Ainsi, la justification du refus sera appréciée au cas par cas par les juges ; mais même un refus qualifié d’abusive n’aura pas pour conséquence de rendre le salarié responsable de la rupture du contrat de travail (Cass. soc., 26 mars 1996, pourvoi n° 93-40624).
La rupture ouvre droit à l'indemnité légale de licenciement ou, si elle est plus favorable au salarié et si les clauses de la convention ne l'excluent pas, à l'indemnité conventionnelle (Cass. soc. 11-10-1994 n° 91-41.317).
-     Pour un contrat de travail à durée déterminée.
Il existait, dans ce cas, une situation de blocage qu’une loi du 17 mai 2011 est venue régler.
En effet, il n'existait aucune disposition légale autorisant l'employeur à rompre le CDD d'un salarié déclaré inapte et dont le reclassement dans l'entreprise s'avérait impossible.
L’impossibilité de reclasser le salarié ne constituait pas un motif de rupture anticipée du CDD (Cass. soc. 13-11-1986 n° 84-41.803).
L’inaptitude du salarié ne constituait pas non plus un cas de force majeure autorisant son licenciement (Cass. soc. 12-7-1999 n° 97-41.131).

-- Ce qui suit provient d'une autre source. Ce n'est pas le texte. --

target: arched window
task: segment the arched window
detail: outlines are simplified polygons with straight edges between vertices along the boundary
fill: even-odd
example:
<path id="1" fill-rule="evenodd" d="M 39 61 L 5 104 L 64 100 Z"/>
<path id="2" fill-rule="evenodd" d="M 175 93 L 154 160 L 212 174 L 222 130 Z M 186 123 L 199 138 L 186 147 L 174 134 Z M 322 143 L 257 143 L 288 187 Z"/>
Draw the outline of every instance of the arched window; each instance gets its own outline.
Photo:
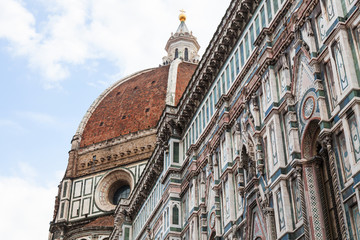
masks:
<path id="1" fill-rule="evenodd" d="M 120 202 L 120 199 L 128 198 L 129 195 L 130 195 L 130 186 L 129 185 L 121 186 L 114 193 L 113 203 L 117 205 Z"/>
<path id="2" fill-rule="evenodd" d="M 179 208 L 177 207 L 177 205 L 174 205 L 173 207 L 173 224 L 179 224 Z"/>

Le salarié devait donc être maintenu dans l'effectif de l'entreprise jusqu'au terme de son contrat, cependant sans avoir droit à rémunération.
En conséquence, si l’employeur rompait néanmoins le contrat par anticipation, le salarié ne pourra que demander réparation du préjudice subi et non les rémunérations qu’il aurait perçues jusqu’au terme du contrat (Cass. soc. 18-11-2003 n° 01-44.280).
Ce peut être par exemple la perte de droits à la retraite (Cass. soc. 26-10-2011 n° 10-20.991).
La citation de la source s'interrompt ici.